The Brotherhood HQ in Cairo’s Moqattam hilltop area was protected by Hamas gunmen. It is alleged that he shared security secrets with Qatar and in 2011 he colluded with Hamas and Hezbollah to break him and others out of prison.
Further it is widely believed in Egypt that the Brotherhood agreed with the Obama administration to ‘donate’ a tract of Egyptian territory to enlarge Gaza, which would have inflamed a population that lost fathers and brothers during the 1973 War with Israel resulting in the return of lands occupied by the Jewish State in 1967.
Subsequent to Mursi’s ouster demanded by 34 million Egyptians who voted with their feet, one of his henchmen Khairat Al Shater founded the terrorist group Ansar Beit Al Maqdis (now Sinai State affiliated with Daesh) responsible for the killing of security forces, civilians, tourists and Coptic Christians. Another from the Brotherhood top tier Mohammad Al Beltagy is seen on video claiming he had the remote to stop the attacks on condition Mursi was reinstated.
Let us not forget that the Muslim Brotherhood is a terrorist organisation so designated not only by Egypt but also Saudi Arabia, the United Arab Emirates, Bahrain, Syria and very recently by Libya’s parliament. President Trump says he is mulling the same and Congress is currently debating the matter.
A probe by Britain’s Cameron government found that the Brotherhood has “a highly ambiguous relationship with violent extremism”. A British panel of MPs and lawmakers acting on behalf of Mursi’s wife and sons last year issued a damning report on Mursi’s treatment in custody although the only information they received was from the former president’s family that claim they only saw the prisoner three times in six years.
Why there is so much international concern about Mursi’s death from human rights groups and the media that ignore the plight of Julian Assange, a journalist/whistle-blower is beyond me. No ‘Journalism is not a crime” slogans for him. No sticky-taped mouths.

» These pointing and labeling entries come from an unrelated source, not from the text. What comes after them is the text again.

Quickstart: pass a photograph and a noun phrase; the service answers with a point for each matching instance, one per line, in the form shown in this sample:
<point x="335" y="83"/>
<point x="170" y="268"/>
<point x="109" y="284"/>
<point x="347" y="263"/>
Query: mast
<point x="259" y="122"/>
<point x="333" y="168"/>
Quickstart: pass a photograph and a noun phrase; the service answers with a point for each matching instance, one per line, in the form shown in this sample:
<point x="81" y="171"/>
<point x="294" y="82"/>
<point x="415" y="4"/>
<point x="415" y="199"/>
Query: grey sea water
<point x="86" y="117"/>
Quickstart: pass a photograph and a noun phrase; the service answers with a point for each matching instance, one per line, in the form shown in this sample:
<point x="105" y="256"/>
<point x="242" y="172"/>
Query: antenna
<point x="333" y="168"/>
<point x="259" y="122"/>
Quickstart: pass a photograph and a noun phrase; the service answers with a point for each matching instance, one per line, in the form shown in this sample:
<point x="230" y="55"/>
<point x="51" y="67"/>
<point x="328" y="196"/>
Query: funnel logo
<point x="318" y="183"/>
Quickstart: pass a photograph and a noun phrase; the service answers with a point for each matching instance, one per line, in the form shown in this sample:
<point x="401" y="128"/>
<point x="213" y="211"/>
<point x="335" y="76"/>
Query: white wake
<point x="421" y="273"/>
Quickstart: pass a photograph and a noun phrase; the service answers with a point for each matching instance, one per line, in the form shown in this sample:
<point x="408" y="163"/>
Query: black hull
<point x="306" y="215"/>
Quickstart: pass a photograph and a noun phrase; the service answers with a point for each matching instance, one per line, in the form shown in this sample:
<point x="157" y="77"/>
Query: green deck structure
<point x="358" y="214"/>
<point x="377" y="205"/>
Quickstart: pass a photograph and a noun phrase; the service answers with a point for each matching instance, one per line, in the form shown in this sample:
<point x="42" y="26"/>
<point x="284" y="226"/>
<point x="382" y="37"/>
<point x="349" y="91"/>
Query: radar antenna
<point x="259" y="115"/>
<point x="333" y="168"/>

Assange spent almost seven years self-exiled in a room within London’s Ecuadorean embassy. He has serious health problems and is incarcerated in solitary while fighting extradition to the United States. Amnesty that has shrieked accusations over Mursi’s passing says “Assange is not a prisoner of conscience”. If God forbid he succumbs to such prolonged psychological torture will human rights groups cry foul and blame Britain?
— Linda S. Heard is an award-winning British political columnist and guest television commentator with a focus on the Middle East.